We do find, however, that the judgment must be modified, because as it presently stands WESCO would receive an inequitable and presumably unintended windfall. As previously noted, Supreme Court awarded judgment in favor of WESCO against Pyramid in the amount of $335,415.57, plus statutory interest in the amount of $340,581.06 and costs and disbursements in the amount of $2,965, for a total of $678,961.63. As against Brosseau, Supreme Court determined that WESCO was entitled to receive $335,415.57, plus contractual interest in the amount of $729,409.39, counsel fees per the contract in the amount of $152,194, and costs and disbursements in the amount of $2,640, for total judgment in the amount of $1,219,658.96. Of these amounts, Supreme Court ordered that the core indebtedness of $335,415.57 was the joint and several liability of Pyramid and Brosseau. However, WESCO should not recover interest twice. Therefore, the judgment should be modified so as to provide that the sum of $335,415.57, plus statutory interest in the amount of $340,581.06, is the joint and several liability of Brosseau and Pyramid.

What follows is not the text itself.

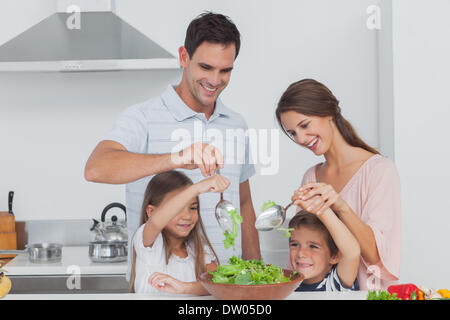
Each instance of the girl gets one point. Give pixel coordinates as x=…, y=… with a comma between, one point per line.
x=359, y=185
x=170, y=248
x=324, y=251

The parties’ remaining contentions have been considered and rejected as without merit.

Cardona, P. J., Yesawich Jr., Peters and Mugglin, JJ., concur. Ordered that the order and judgment is modified, on the law and the facts, without costs, by providing that the sum of $675,996.61 owed to Westinghouse Electric Supply Company is the joint and several liability of R.P. Brosseau & Company and Pyramid Champlain Company, and, as so modified, affirmed. 
      
      . Pyramid did advance Brosseau a small portion of the requisitioned amount so as to enable him to meet his payroll and keep his crews working on the project.
     
      
      . Contrary to Pyramid’s suggestions in its brief, oar prior determination on this issue (156 AD2d 851) was solely that unresolved questions of fact precluded summary judgment in favor of WESCO as to whether Pyramid assented to payment of Brosseau’s debt to WESCO.